You get the idea. Well, here is a variation on that theme.
Bread Quest Style.
I thought it was the recipe.But it wasn't the recipe. I thought it was the yeast.But it wasn't the yeast. I thought it was the temperature of my oven.But it wasn't the temperature of my oven. Drat.
I know it is not a cloud in the sky. I THINK it might be the inexperience of the baker.
Fear not, Wise Woman. I will not relent.
The next variable to be contained. . .
I thought it was using the mixer instead of my hands.
I have such fun all week thinking about what I will post on Fun Mom Friday. Thanks to Moriah for hosting this at her fun blog, Please Pass the Salt.
This was a terrific week---one of those rare weeks when we did not have a jam-PACKED schedule that had monkeys hurling themselves in fifteen different directions. Very relaxed, spontaneous, and unfrenzied-like. We had simple fun, lots of good old-fashioned monkey play time. Big and Middle built a fort for Little and they happily played in it each morning.

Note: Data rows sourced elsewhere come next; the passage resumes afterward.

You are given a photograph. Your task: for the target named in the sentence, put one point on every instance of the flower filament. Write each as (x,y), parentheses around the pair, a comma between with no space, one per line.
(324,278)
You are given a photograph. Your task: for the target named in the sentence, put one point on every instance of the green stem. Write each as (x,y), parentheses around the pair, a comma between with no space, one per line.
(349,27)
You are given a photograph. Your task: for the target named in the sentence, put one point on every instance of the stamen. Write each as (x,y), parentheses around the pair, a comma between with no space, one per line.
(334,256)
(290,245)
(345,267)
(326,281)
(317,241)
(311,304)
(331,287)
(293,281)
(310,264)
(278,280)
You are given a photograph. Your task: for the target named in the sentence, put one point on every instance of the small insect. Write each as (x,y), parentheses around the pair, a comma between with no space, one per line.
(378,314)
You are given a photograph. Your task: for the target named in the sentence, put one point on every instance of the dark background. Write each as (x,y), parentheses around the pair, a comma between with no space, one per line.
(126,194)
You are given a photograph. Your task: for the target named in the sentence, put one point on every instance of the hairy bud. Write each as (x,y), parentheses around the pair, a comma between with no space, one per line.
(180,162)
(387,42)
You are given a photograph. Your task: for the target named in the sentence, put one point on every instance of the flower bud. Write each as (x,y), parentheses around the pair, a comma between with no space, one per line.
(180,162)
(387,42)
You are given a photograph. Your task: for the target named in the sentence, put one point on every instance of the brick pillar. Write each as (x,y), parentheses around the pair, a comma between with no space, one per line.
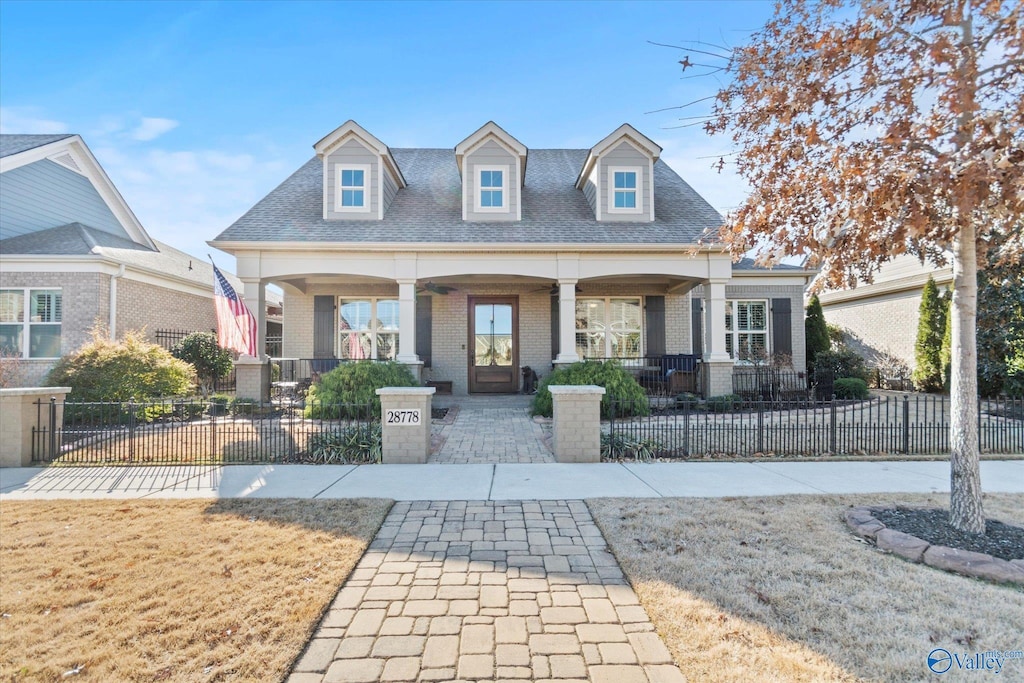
(252,379)
(18,414)
(577,423)
(406,424)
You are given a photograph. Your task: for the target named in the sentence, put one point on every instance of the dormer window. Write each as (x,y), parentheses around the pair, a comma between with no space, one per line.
(493,191)
(625,196)
(352,191)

We swam for a little bit each day. We baked, chatted, read, and laughed. We drank a lot of tea and ate a fair amount of junk. Fun was had by all.
But the best part? The big fun in our simple week?
Yup. I downloaded Alvin and the Chipmunks songs onto my iPod. And everytime they asked to listen, I SAID YES.
Things are looking up! Literally. Up. Like bread rising up. Because it's all coming together now. Or as a student once told me, "NOW you're cooking with gas!" Actually, making yeasty gas. . .
Can I get a WOOT?
Watch out, Wonder Bread. I'm on your heels. Get it? Heels?
I am not fond of fads. Especially those that capture the hearts, minds, and precarious financial positions of little monkeys. When I hear these monkeys squeal that the faddish item they have just bought/traded/swapped/found in the parking lot at Target are RARE or even better, ultra rare, I run out of sight as quickly as possible to indulge in a gesture that is expressly forbidden in my house, but is oh so satisfying. . .
THE MASSIVE EYE ROLL.
Come on, friends. You know what I am talking about. They go on playdates. They are an endless source of arguments. They are hanging around your kids' wrists up to their elbows. Their rooms look like a graveyard of busted up strings of neon. Your dog is choking on them. You find them in the laundry, when you vacuum the car, and IN YOUR BED. They are the newest illustration for the word ubiquitous. They are SILLY BANDZ.
Like the tolerant tee hee Wrangler that I am, I allowed my monkeys to use their spending money to buy some of these bandz. (As an aside, can't we at least spell bandz correctly? Must we promote sheep-like behavior AND poor spelling simultaneously?)
The Big has carefully honed his collection, like the curator of the Silly Bandz Museum. They are coordinated by color, traded with much care and thought, and rarely worn lest they break. Characteristically, the Middle has worn his collection every day. He is down to one. One band.
And me? I have been riding out the storm. Watching and waiting for it to pass. Knowing that the days of the Silly Bandz are numbered, just like jelly shoes and friendship pins and the Swatch watches of yesteryear. I am above all this. I have outgrown it.
Or so I thought.
Big and I played a friendly game of tennis today. It was hot. It was heated. And then, Big took it up a notch.
"How about a bet? If I win the next game, we'll go get Rita's. If you win the next game, I'll give you a Silly Band."
"Your golden retriever? Or your chihuahua?"
"No, those are ultra rare. But I will give you a dog."
My ears perked up. I felt strangely excited. I had not a Band to call my own. And now I could get one from the Band Miser if I win a teeny little tennis game?
It was on.
And to the victor go the spoils.
I love my little doggie. But I would definitely give him up for a sparkly four leaf clover, because those are ultra ultra rare.
P.S. Big and I also went to Rita's, because I am a gracious winner.